# Best age to introduce a new dog?



## Caty M (Aug 13, 2010)

So my dog is almost 11 months old.. still very much a pup though he is well behaved and trained.. :heh:

I REALLY want to get another dog. He was so happy when I was dogsitting for a friend. Would getting one in a couple months be a smart thing to do? Or will all his training regress? I am thinking of a shelter mutt (but definitely a puppy). 

The sheltie I have now is the first dog I've ever owned.. but I did a LOT of reading beforehand and have been researching dogs most of my life!


----------



## chowder (Sep 7, 2008)

I've constantly had dogs of different ages and gotten new dogs at all different times and ages. We just added Shade to the mix. Rocky was 2, Chelsy was 13 and Shade was 5. No problem. Chelsy is 14 and has had new puppies added to the mix pretty much her whole life. 

I think it all depends on the dogs personality. Chelsy loves all other dogs and gets along well with them all. I only had one dog in all of mine that didn't welcome other dogs into the house, and she didn't like any dogs at all, even the ones that were here before her. She was my rare dog aggressive one. The rest were all just fine with new dogs being added at any time of their lives.


----------



## Caty M (Aug 13, 2010)

LOL my dog has not one dog aggressive bone in his body. If he is eating and a dog barks at him, he drops his food and lays down. I know he will accept any dog into the house.. I was thinking more of training.


----------



## DaneMama (Jun 27, 2008)

I think it should be fine. You just have to be extra diligent to train this new puppy one on one and keep up with Bishop's training as well. Adding another pup to the mix may throw training out the window for a couple of weeks...keep us posted!


----------



## doggiedad (Jan 23, 2011)

i think it's best to wait untill the dog on hand
is well trained and highly socialized before bringing
in another dog/pup. only you know how well your
current dog is trained and socialized.


----------



## AdrianVall (Aug 26, 2010)

I say go for it! As long as you are willing to put in the extra training time, one on one.


----------



## SerenityFL (Sep 28, 2010)

Having found myself with two pups at the same time, I can assure you that this is going to be a lot of work. You really do have to give them their one on one time and training with the pup definitely by itself because the other dog is WAY too much of a distraction. (My first time with two...I've learned everything the hard way.) Also, each dog gets their time with you, individually, to help build or continue to build the bond with you.

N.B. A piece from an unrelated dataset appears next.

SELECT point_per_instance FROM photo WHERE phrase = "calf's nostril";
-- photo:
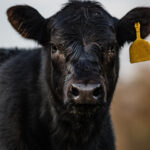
(74, 91)
(97, 92)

When you know that they are listening to you and the distractions have been built up, you can start working with them together. It does depend on the dogs...some dogs it takes a long time, (mine...of course...of course mine), and some dogs take to everything right away despite what goes on around them. 

However, while hard work, it can definitely be done. Just be prepared, on those rainy days or stormy days or cold days, to go out twice, in the beginning...but it's worth it if you have it in you. It truly is. Your dog having a play mate, another to help burn off the energy, a companion while you're not there...pretty cool.


----------



## SpooOwner (Oct 1, 2010)

Serenity gave good advice. My trainer recommends waiting until my first dog is 2 yrs old to ensure that her training is solid.


----------



## RawFedDogs (Jun 16, 2008)

Having 2 dogs is twice the food bill, twice the vet bill, and 10 times the fun. :biggrin: That said, I had a situation that I always caution people about. I had 2 littermates (my Goldens) for 12 years. Everything was wonderful BUT when you have 2 dogs the same age, you have two dogs that are going to die about the same time. Both of my Goldens died within 3 months of each other. That was a rough thing to handle. Having 2 very elderdy dogs at the same time isn't easy either. 2 puppies? No big deal ... 2 elderly dogs, not so easy.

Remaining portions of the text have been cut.